衝撃波にぶつかる瞬間、狼のグレフルが目を閉じて身体をこわばらせた。
「安心しろグレフル。そんなへまはしないぞ」
俺を中心とした渦ができ、それが拡散していくが、ルシルやピカトリス、そしてグレフルにはまったく影響がない。
動物を素通りする魔力配分は難しかったが、生き物の状態に合わせて調整すればよく、それがうまくいった。

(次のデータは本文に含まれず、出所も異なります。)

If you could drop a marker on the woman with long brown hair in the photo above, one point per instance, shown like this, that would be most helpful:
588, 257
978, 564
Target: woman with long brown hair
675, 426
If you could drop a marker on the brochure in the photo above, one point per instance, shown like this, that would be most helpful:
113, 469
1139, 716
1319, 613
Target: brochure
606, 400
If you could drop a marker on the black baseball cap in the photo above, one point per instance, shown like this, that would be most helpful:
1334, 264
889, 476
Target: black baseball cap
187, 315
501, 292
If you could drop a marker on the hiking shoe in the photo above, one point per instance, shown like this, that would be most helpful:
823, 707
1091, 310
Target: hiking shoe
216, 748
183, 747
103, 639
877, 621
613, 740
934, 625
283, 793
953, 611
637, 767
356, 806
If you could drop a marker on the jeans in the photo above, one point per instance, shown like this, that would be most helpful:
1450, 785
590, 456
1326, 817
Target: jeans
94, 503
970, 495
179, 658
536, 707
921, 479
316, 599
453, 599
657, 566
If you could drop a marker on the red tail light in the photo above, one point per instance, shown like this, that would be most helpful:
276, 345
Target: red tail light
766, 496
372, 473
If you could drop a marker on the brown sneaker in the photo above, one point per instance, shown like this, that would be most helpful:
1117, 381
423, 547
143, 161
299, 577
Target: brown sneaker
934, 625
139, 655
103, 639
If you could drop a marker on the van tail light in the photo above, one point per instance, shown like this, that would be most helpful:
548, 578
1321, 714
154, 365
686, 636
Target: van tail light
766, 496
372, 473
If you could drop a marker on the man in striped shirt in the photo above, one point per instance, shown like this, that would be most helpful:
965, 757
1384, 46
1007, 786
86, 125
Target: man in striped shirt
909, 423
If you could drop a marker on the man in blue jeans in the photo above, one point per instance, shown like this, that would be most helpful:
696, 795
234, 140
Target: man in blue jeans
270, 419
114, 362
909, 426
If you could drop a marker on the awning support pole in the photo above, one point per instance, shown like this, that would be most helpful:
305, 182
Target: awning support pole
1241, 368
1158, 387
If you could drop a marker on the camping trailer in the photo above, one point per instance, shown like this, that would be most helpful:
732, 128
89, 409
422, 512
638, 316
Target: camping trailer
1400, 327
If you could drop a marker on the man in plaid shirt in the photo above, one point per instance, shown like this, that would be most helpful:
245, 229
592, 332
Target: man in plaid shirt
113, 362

「ゼロの魔力調整は流石ね。木だけを伐っていくなんて」
ルシルの言葉に合わせたかのように、一斉に周辺の木々が吹き飛んで倒れる。
「歪んでしまった木は木材としても使い道が難しい。薪や炭にして使うとしようか」
一応伐採した木は使うとして、邪魔な木がなくなったことで視界が一気に開けた。
「ゼロ! いたよ!」
ルシルは思念を飛ばして反応したところを指さす。
「見つけたか!」
ルシルが示す方向には、弱り切っている子羊が足を震わせて立っていた。
子羊は俺が放った衝撃波の影響は当然受けていない。
「モココ!!」
俺は子羊に向かって走り出す。後を付いてくるようにルシルたちも追ってくる。
「ピ……ピィ……」
甲高い鳴き声で俺を見る子羊。
俺が毛並みを揃えてしまったため、肩や足の一部分だけモコモコしている状態だ。
「この刈り具合、やはりモココだな」
子羊は俺の腕の中に収まって、鼻を俺にこすりつける。
「そうだとすると……」
子羊が見ていた先、そこには砕け散った灰が集まって人の形を造り始めた。
「動物じゃないから、ゼロの衝撃波で斬られちゃったのね」
ルシルが言うように、俺の魔力調整した攻撃がラステンには効いたようだ。
「ゼロ君の計算通り、って事かしら。あたしとしては動物……生き物扱いされない人造人間っていうのも残念だけど」
「そう言うなよピカトリス。お陰で簡単に見つけられた」
「まあいいわ」
空気中に舞っていた灰が集まってラステンになった。
「こんなところまで追ってくるとは、創造主様含めて面倒な奴らだな」
ラステンは俺たちを見下すような表情で眺めている。
「なっ、ちょっ! ラステン!!」
ピカトリスも流石にいらだちを表に出す。
「ボクだってただの人形じゃないって事を、創造主様にも教えてあげますよ!!」
ラステンは両手を挙げて黒い雲を作りだした。
「また氷の箱に閉じ込めてやろうか?」
俺は右手を突き出してスキルの発動を準備する。
「できるのか? ボクはさっきまでのボクじゃないんだよ?」
ラステンの不敵な笑みが鼻持ちならない。
「ほう、それがはったりじゃないことを証明するんだな」
俺は抱きかかえている子羊をルシルに託し、今一度ラステンに向き合う。